Miris, Ratusan Lumba-Lumba Sungai Amazon Mati akibat Suhu Air Memanas

Perubahan iklim terus menunjukkan dampak buruknya terhadap makhluk hidup di Bumi. Laporan terbaru, lebih dari 100 lumba-lumba ditemukan mati di Amazon, Brasil.

oleh Putu Elmira diperbarui 03 Okt 2023, 09:31 WIB
Pemandangan lumba-lumba merah muda Amazon (Inia geoffrensis) di Danau Amana di Cagar Alam Pembangunan Berkelanjutan Amana di negara bagian Amazonas, Brasil, pada 29 Juni 2018. (MAURO PIMENTEL / AFP)

Liputan6.com, Jakarta - Pemanasan global terus menunjukkan dampak buruknya terhadap makhluk hidup di Bumi. Laporan terbaru, lebih dari 100 lumba-lumba ditemukan mati di Amazon, Brasil.

Dikutip dari CNN, Senin, 2 Oktober 2023, matinya lumba-lumba tersebut dipicu kekeringan dan suhu air yang memanas dan mencapai rekor tertinggi hingga melebihi 102 derajat Fahrenheit atau setara 39 derajat Celcius. Seluruh lumba-lumba yang mati ditemukan di Danau Tefé selama tujuh hari terakhir.

Temuan tersebut dilaporkan oleh Institut Mamirauá, sebuah lembaga penelitian yang didanai oleh Kementerian Ilmu Pengetahuan Brasil. Lembaga ini mengatakan tingginya jumlah kematian tersebut merupakan hal yang tidak biasa.

Pihaknya memperkirakan suhu danau yang mencapai rekor tertinggi serta kekeringan bersejarah di Amazon ditengarai menjadi penyebabnya. Berita ini kemungkinan akan menambah kekhawatiran para ilmuwan iklim mengenai dampak aktivitas manusia dan kekeringan ekstrem di wilayah tersebut.

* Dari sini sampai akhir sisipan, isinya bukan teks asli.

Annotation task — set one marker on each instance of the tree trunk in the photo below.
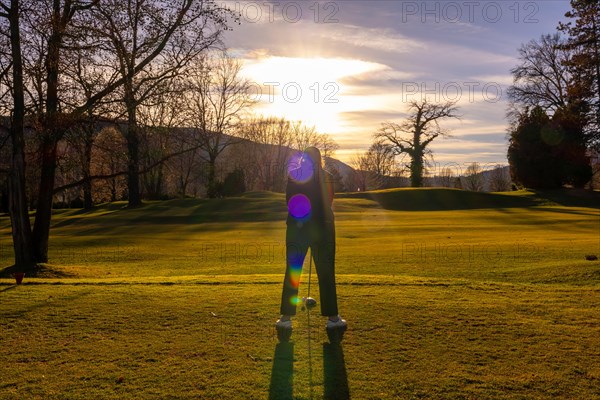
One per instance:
(88, 201)
(51, 135)
(212, 190)
(43, 214)
(19, 215)
(416, 171)
(133, 175)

"Masih terlalu dini untuk menentukan penyebab kejadian ekstrem ini, namun menurut para ahli kami, hal ini pasti ada hubungannya dengan periode kekeringan dan suhu tinggi di Danau Tefé, yang di beberapa titik suhunya melebihi 39 derajat Celsius (102 derajat Fahrenheit)," ungkap institut tersebut dalam komentar yang disampaikan oleh CNN Brasil.

Sungai Amazon yang merupakan saluran air terbesar di dunia, saat ini sedang memasuki musim kemarau. Beberapa spesimen fauna sungai juga menderita akibat suhu yang memanas hingga mencapai rekor tertinggi.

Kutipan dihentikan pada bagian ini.